The broad list seems to just be a hater list. It's not trying to cover cases of deception (passing off AI material as if it's something else), as it includes sites which are very open about what kind of content is on there.

malfist 3 hours ago | parent | next [-]

Would you say the same about a block list that blocks anything else? I don't care how obvious an ad is, I don't want to see it. Same with social widgets or cookie consent banners, or newsletter sign-ups.

But I wouldn't call the person that maintains the news letter popup block list as "newsletter hater"

hogwasher 2 hours ago | parent | prev [-]

The purpose of the broad list is removing AI-generated content from search results, so that the user doesn't have to wade through (as much) slop to find the human-created content they're looking for.

While I applaud the honesty of sites that are open about their content being AI generated, that type of content is never what I'm looking for when I search, so if they're in my search results it's just more distraction/clutter drowning out whatever I'm actually looking for. Blocking them improves my search experience slightly, even though there is of course still lots of other unwanted results remaining.
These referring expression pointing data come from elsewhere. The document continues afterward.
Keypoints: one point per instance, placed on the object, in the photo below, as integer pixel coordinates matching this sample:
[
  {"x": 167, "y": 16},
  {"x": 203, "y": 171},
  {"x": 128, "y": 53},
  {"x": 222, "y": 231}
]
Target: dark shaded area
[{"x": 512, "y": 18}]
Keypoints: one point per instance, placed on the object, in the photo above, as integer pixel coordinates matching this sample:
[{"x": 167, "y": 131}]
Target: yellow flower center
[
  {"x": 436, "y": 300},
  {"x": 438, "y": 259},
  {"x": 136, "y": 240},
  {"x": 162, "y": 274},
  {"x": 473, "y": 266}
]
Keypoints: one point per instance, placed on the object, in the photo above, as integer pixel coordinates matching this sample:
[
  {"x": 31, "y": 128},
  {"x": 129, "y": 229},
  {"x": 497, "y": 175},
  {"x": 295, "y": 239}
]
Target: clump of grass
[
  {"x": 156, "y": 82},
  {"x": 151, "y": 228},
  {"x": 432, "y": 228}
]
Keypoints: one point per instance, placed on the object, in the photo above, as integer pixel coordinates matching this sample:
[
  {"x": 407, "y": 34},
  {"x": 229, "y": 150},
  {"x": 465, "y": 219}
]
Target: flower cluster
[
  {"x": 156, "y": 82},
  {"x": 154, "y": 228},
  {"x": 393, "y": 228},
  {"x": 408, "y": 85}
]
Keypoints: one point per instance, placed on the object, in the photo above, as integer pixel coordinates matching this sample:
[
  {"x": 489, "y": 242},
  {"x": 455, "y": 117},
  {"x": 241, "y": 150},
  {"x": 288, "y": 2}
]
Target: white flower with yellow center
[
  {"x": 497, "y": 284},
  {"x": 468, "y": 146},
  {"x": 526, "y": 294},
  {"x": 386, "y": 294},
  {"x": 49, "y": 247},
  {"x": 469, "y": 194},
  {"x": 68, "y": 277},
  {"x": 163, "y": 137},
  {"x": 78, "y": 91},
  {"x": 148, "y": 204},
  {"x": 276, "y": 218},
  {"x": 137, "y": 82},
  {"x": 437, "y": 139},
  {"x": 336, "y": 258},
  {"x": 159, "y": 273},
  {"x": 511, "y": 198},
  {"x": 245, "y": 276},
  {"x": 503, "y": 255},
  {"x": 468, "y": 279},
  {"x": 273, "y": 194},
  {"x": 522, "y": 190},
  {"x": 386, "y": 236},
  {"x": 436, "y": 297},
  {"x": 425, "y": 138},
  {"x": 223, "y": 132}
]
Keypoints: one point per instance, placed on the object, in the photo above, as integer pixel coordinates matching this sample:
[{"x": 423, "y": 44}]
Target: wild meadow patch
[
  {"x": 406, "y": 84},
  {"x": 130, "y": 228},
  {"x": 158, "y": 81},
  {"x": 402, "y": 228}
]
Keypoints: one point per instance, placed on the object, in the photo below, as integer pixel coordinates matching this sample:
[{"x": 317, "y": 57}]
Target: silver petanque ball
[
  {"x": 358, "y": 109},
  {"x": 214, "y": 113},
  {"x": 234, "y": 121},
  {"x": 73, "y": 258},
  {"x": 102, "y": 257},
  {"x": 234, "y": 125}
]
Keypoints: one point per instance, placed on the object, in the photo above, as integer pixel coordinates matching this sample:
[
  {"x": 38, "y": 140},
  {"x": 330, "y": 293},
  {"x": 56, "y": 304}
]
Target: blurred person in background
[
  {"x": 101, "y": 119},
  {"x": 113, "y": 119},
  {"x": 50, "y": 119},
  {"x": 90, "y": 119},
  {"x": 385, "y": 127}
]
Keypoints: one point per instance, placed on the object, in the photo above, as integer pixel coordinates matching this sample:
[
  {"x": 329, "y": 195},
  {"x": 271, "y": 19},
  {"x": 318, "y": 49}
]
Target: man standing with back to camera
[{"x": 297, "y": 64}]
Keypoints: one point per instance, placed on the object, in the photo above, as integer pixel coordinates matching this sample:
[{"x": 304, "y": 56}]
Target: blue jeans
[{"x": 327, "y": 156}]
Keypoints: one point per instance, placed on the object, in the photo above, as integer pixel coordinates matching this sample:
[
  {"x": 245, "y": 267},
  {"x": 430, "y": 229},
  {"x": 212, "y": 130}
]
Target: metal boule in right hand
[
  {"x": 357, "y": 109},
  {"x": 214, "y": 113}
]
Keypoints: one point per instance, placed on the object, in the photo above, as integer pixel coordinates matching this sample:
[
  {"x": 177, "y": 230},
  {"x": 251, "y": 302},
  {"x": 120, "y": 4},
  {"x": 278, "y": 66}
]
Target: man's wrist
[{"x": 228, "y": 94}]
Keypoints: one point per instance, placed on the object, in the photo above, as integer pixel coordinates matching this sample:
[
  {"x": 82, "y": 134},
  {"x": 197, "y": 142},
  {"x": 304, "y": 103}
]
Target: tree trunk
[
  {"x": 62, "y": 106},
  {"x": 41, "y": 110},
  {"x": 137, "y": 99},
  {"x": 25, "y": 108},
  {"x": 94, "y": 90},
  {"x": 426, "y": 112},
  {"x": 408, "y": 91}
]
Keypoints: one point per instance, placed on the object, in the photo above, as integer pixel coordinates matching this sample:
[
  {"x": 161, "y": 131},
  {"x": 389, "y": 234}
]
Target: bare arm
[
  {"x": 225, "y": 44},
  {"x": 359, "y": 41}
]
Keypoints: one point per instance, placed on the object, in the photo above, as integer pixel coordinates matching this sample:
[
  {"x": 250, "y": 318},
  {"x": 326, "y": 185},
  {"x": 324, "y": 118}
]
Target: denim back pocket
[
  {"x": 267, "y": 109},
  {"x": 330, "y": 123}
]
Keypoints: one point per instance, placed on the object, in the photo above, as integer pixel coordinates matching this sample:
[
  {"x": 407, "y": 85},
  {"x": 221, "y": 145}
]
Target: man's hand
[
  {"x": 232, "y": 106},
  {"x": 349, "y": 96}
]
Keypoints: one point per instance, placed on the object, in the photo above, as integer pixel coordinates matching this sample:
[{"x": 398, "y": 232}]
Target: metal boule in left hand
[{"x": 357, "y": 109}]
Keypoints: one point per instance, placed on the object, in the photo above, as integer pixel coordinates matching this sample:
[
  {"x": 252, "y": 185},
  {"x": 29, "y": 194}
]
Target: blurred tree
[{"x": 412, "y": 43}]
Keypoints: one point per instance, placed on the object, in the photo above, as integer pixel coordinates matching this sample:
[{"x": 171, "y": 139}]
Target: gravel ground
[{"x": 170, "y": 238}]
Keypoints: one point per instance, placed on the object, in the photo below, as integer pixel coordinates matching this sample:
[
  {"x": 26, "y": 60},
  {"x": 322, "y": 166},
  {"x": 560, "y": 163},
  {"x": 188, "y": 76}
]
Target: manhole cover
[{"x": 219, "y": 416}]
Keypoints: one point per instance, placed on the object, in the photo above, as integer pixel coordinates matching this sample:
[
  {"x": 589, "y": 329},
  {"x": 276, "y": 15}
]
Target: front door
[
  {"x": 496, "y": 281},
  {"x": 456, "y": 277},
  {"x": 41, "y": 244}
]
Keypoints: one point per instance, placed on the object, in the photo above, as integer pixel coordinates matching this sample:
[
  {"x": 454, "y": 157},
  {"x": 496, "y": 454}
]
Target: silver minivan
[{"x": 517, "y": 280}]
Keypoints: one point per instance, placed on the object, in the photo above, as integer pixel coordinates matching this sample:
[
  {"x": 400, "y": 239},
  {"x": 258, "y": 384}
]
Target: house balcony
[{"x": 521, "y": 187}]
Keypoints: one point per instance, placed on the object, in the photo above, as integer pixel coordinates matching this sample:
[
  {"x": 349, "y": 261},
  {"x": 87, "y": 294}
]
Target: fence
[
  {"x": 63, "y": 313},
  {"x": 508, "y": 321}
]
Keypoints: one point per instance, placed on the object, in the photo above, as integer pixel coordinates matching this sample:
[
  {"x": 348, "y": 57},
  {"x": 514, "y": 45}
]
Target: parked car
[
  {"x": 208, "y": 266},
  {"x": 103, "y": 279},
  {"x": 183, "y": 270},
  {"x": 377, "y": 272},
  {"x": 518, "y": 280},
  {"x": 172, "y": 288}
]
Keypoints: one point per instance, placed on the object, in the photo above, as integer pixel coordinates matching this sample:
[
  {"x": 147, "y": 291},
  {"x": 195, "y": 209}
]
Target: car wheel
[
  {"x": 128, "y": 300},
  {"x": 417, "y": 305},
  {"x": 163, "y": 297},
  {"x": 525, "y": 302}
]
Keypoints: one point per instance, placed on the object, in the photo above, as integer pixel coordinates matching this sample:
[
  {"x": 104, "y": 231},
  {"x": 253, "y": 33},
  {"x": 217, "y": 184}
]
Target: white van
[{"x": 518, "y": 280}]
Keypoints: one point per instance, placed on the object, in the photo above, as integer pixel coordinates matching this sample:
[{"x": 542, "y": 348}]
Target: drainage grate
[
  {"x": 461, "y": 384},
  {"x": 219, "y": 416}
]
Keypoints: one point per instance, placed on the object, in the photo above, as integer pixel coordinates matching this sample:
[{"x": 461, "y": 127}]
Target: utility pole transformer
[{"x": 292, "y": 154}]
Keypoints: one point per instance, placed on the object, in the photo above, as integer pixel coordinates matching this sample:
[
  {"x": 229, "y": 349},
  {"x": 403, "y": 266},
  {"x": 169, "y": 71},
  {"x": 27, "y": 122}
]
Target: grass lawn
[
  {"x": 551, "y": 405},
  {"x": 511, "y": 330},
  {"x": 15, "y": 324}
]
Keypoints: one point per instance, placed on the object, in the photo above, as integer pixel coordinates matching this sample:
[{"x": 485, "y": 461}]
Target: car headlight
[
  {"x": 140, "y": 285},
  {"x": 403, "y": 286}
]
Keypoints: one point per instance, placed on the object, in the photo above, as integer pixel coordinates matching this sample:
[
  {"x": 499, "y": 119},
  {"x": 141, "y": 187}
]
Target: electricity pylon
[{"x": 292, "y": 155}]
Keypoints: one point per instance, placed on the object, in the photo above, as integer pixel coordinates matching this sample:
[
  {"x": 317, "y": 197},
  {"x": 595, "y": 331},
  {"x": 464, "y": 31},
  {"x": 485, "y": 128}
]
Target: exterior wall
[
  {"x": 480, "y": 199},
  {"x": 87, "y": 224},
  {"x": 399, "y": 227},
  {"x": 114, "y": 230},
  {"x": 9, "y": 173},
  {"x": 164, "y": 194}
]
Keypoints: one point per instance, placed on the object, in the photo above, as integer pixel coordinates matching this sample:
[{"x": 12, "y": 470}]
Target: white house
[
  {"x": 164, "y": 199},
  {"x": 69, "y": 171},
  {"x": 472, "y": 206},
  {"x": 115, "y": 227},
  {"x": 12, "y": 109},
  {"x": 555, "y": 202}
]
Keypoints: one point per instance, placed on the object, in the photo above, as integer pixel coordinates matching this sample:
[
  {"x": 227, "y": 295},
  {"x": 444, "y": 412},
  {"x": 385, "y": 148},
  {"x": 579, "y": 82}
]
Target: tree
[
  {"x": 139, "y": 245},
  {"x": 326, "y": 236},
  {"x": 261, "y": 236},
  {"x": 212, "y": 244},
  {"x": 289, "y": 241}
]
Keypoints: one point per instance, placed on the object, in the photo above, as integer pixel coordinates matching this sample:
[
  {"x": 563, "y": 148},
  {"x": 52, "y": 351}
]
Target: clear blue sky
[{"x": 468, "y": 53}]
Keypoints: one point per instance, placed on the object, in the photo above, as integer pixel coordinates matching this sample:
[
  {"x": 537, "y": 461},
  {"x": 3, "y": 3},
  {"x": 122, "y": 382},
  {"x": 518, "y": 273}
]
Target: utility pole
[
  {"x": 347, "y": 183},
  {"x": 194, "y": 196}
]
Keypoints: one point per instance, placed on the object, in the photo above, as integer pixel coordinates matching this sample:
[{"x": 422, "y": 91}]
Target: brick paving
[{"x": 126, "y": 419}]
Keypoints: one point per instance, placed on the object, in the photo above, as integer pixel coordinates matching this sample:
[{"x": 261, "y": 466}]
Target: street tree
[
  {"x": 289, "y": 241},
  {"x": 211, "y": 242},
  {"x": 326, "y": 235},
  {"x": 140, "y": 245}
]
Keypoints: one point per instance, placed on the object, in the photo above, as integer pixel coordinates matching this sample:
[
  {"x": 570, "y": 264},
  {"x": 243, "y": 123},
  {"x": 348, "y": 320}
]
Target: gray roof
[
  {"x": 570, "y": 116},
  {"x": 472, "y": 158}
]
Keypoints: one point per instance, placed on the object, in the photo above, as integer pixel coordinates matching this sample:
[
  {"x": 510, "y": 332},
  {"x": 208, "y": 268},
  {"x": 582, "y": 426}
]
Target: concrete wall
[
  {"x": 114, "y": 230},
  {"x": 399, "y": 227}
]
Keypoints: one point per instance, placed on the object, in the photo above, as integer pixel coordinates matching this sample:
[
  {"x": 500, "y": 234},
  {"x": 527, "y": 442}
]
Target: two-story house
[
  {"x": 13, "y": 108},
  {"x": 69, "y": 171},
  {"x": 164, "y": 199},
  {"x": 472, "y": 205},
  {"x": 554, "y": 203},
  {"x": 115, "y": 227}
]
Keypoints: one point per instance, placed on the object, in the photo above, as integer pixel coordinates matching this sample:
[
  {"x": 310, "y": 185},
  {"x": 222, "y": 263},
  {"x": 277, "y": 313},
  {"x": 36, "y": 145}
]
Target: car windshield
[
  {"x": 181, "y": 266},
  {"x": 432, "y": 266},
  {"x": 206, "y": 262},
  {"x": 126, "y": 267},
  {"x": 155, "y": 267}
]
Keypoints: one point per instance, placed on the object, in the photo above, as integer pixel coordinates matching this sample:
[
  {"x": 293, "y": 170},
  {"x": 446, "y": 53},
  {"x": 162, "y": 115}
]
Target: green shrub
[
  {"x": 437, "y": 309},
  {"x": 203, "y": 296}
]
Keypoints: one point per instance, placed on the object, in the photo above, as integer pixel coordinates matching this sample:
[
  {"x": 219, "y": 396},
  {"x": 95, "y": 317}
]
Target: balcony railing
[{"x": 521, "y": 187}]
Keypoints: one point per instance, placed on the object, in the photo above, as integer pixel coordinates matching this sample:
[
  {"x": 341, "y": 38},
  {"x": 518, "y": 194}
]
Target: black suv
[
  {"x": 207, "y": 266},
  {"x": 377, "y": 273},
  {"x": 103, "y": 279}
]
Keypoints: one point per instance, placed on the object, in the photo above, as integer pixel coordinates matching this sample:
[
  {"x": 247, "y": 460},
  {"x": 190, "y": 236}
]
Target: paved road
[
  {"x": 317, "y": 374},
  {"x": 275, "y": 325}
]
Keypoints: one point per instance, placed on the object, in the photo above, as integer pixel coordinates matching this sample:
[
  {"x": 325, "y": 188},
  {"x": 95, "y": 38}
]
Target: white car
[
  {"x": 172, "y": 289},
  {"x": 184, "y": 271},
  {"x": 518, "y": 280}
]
Granted, I definitely count as an AI hater (speaking of LLM's specifically). But even if I weren't, I don't think I'd be seeking it out specifically using a search engine; why would I do that when I could just go straight to chatgpt or whatever myself? Search is usually where people go to find real human answers (which is why appending "reddit" to one's searches became so common). So I see this as a utility thing, more than a "I am blocking all this just because I hate it" thing. Although it can be both, certainly.